The 2023 report from the Boston Opportunity Agenda and the Birth to Eight Collaborative, '(Re)Building Boston's Early Education and Care Sector: Supply, Affordability and Quality Needed,' indicates that this crisis is far from ending. It examines the current state of early education and care both for pre-K and infant and toddler programs, examining the continued impact of COVID-19 and pandemic recovery investment on child care in Boston, analyzing changes in supply and potential demand at the neighborhood level.
The report finds that while the number of overall seats has stabilized just below pre-pandemic levels, those seats are unevenly distributed across neighborhoods and age groups.

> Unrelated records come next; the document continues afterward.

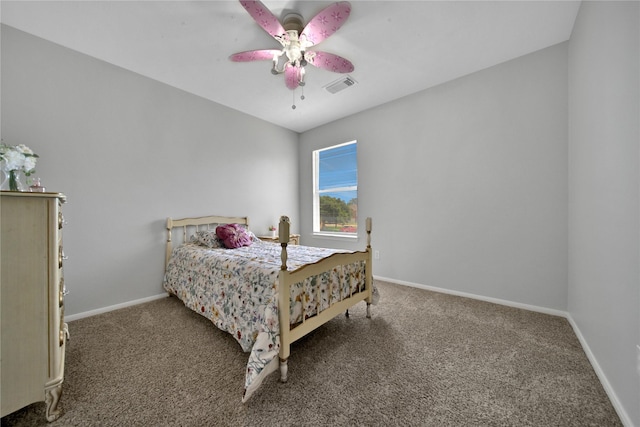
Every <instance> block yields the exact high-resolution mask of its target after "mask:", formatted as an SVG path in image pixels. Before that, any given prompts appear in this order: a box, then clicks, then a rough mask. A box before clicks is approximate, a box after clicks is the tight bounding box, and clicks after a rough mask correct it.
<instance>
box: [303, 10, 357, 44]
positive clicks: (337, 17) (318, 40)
mask: <svg viewBox="0 0 640 427" xmlns="http://www.w3.org/2000/svg"><path fill="white" fill-rule="evenodd" d="M350 13H351V4H349V2H348V1H341V2H338V3H334V4H332V5H331V6H329V7H327V8H326V9H324V10H323V11H322V12H320V13H318V14H317V15H316V16H314V17H313V18H312V19H311V21H309V23H308V24H307V26H306V27H304V30H302V33H301V36H305V37H306V38H307V40H308V41H310V42H311V43H313V44H318V43H320V42H321V41H322V40H324V39H326V38H327V37H329V36H330V35H331V34H333V33H335V32H336V31H338V30H339V29H340V27H342V24H344V23H345V22H346V21H347V18H348V17H349V14H350Z"/></svg>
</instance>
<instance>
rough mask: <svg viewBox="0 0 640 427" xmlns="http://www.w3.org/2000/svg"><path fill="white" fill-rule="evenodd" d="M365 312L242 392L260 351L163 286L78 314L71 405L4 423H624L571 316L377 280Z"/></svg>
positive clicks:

Also problematic, as of 2021, Massachusetts had almost 5,000 fewer early educators, on average, than before the pandemic. A shortage of early educators means programs have to close classrooms and cannot offer their full supply of seats. The challenge is particularly acute in infant and toddler classrooms, where in many Boston neighborhoods there is only one early education and care seat available for every 5 children under the age of 2 who might want or need one.
Informed by data, the report presents five policy recommendations to build upon recent investments made by the city and state to address the challenges outlined in this report.